Der Greis machte die Treppen hell und horchte auf die Schritte des Gehenden. »Duldsamer Mensch!«

Dann streckte er sich auf ein Polsterlager, tat eine Reisedecke über sich und schaute in den Mond. Durch sein Gemüt klang es:

Breitest über mein Gefild
lindernd deinen Blick,
wie des Freundes Auge mild
über mein Geschick.

Dann gähnte er, atmete ruhig, und bald war er eingeschlafen.

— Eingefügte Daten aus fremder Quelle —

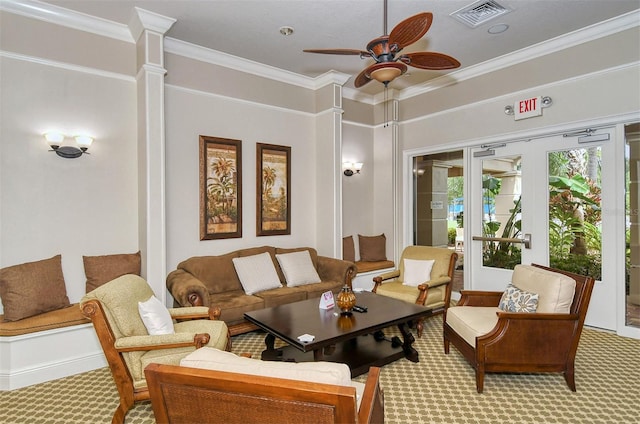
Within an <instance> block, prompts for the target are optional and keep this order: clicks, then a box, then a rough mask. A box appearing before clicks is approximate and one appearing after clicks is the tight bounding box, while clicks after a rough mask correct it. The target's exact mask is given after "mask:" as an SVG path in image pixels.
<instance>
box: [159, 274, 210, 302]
mask: <svg viewBox="0 0 640 424" xmlns="http://www.w3.org/2000/svg"><path fill="white" fill-rule="evenodd" d="M167 289H169V292H170V293H171V296H173V298H174V299H175V301H176V303H177V304H178V305H180V306H210V301H209V291H208V290H207V286H205V285H204V283H203V282H202V281H200V280H198V279H197V278H196V277H194V276H193V275H192V274H190V273H188V272H186V271H185V270H182V269H176V270H175V271H172V272H171V273H170V274H169V275H168V276H167Z"/></svg>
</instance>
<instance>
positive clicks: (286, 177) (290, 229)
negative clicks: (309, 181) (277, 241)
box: [256, 143, 291, 236]
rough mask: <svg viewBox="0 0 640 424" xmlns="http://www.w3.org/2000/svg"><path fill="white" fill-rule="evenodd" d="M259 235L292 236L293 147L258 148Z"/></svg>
mask: <svg viewBox="0 0 640 424" xmlns="http://www.w3.org/2000/svg"><path fill="white" fill-rule="evenodd" d="M256 164H257V169H256V235H257V236H274V235H288V234H291V147H290V146H278V145H275V144H265V143H257V144H256Z"/></svg>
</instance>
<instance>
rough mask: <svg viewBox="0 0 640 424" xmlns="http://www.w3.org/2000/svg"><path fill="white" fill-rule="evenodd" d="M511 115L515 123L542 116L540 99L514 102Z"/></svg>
mask: <svg viewBox="0 0 640 424" xmlns="http://www.w3.org/2000/svg"><path fill="white" fill-rule="evenodd" d="M513 115H514V119H515V120H516V121H518V120H520V119H526V118H532V117H534V116H540V115H542V97H540V96H538V97H531V98H530V99H524V100H518V101H516V102H515V103H514V104H513Z"/></svg>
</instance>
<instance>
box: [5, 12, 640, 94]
mask: <svg viewBox="0 0 640 424" xmlns="http://www.w3.org/2000/svg"><path fill="white" fill-rule="evenodd" d="M136 9H137V8H136ZM0 10H5V11H8V12H11V13H15V14H18V15H22V16H27V17H31V18H35V19H39V20H42V21H46V22H50V23H54V24H58V25H63V26H67V27H70V28H74V29H78V30H82V31H86V32H90V33H94V34H97V35H102V36H105V37H111V38H115V39H118V40H122V41H127V42H130V43H133V42H135V40H134V38H133V35H132V31H133V28H131V29H130V28H129V26H128V25H123V24H119V23H116V22H112V21H108V20H105V19H102V18H98V17H96V16H90V15H86V14H84V13H79V12H75V11H72V10H69V9H65V8H62V7H58V6H54V5H52V4H48V3H42V2H39V1H37V0H2V1H0ZM145 12H146V11H145ZM149 14H151V15H155V14H152V13H151V12H147V14H145V16H149ZM639 14H640V10H635V11H632V12H629V13H626V14H624V15H621V16H618V17H615V18H611V19H609V20H606V21H603V22H599V23H596V24H593V25H591V26H588V27H585V28H582V29H579V30H576V31H573V32H571V33H568V34H564V35H561V36H559V37H556V38H553V39H551V40H547V41H543V42H541V43H538V44H535V45H533V46H529V47H526V48H524V49H521V50H518V51H516V52H513V53H509V54H506V55H504V56H501V57H498V58H495V59H491V60H489V61H486V62H483V63H479V64H477V65H473V66H469V67H467V68H464V69H460V70H458V71H452V72H448V73H447V74H445V75H442V76H440V77H438V78H435V79H432V80H430V81H428V82H426V83H424V84H421V85H416V86H412V87H408V88H405V89H404V90H401V91H398V92H397V96H395V97H396V98H397V99H398V100H406V99H409V98H411V97H414V96H418V95H421V94H424V93H427V92H429V91H433V90H437V89H440V88H443V87H446V86H448V85H451V84H455V83H457V82H460V81H465V80H468V79H471V78H475V77H478V76H481V75H484V74H487V73H490V72H494V71H497V70H499V69H503V68H506V67H509V66H513V65H515V64H518V63H522V62H526V61H529V60H531V59H534V58H537V57H541V56H544V55H548V54H551V53H554V52H557V51H560V50H563V49H567V48H570V47H573V46H576V45H579V44H583V43H586V42H589V41H593V40H596V39H598V38H602V37H606V36H608V35H612V34H615V33H618V32H621V31H624V30H627V29H631V28H634V27H638V26H640V22H639V19H638V16H639ZM157 16H161V15H157ZM162 18H164V19H165V20H171V19H172V18H167V17H162ZM147 22H148V23H150V24H153V23H154V22H155V23H156V24H157V21H156V20H151V21H147ZM161 22H162V21H161ZM167 23H168V21H165V22H164V23H161V24H160V26H159V27H158V28H160V29H161V28H163V25H166V24H167ZM171 24H173V23H171ZM169 28H170V25H169ZM167 30H168V28H167ZM158 32H161V33H164V32H163V31H160V30H159V31H158ZM165 32H166V30H165ZM165 51H167V52H169V53H173V54H177V55H181V56H186V57H189V58H192V59H196V60H201V61H204V62H207V63H212V64H215V65H219V66H224V67H227V68H231V69H235V70H238V71H241V72H247V73H249V74H253V75H256V76H260V77H264V78H269V79H272V80H275V81H280V82H283V83H286V84H292V85H297V86H299V87H303V88H308V89H311V90H316V89H318V88H322V87H324V86H325V85H327V84H331V83H334V84H340V85H343V84H344V83H345V82H346V81H347V80H348V79H349V78H350V77H351V75H347V74H343V73H341V72H337V71H328V72H326V73H324V74H322V75H320V76H318V77H316V78H311V77H306V76H304V75H300V74H296V73H293V72H290V71H286V70H284V69H280V68H276V67H273V66H269V65H265V64H262V63H259V62H254V61H251V60H248V59H243V58H240V57H237V56H233V55H230V54H228V53H223V52H219V51H215V50H211V49H207V48H204V47H201V46H197V45H195V44H191V43H187V42H184V41H181V40H177V39H174V38H170V37H167V38H166V40H165ZM343 96H344V97H345V98H348V99H351V100H356V101H359V102H363V103H368V104H372V105H375V104H379V103H383V102H384V93H379V94H377V95H370V94H365V93H362V92H361V91H358V90H355V89H351V88H348V87H343Z"/></svg>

Ist das nicht Düren? Nein, Verona ist es, und da wohnt Julia mit ihrem dreizehnjährigen Bruder. Ein lieber Junge, etwas zu früh hochgeschossen, ein Sinnierer, doch zutraulich. Julia bringt das Abendessen ...

Ei! freut sich der Junge; und Julia lächelt freundlich, als wolle sie sagen: er hat eben nur mich. Und Förster will er werden ... Ja, Buchfinken hat er gern und Drosseln ...

Dann verwirrte sich der Traum.

Flatternde Bilder, Musik und Mondschein.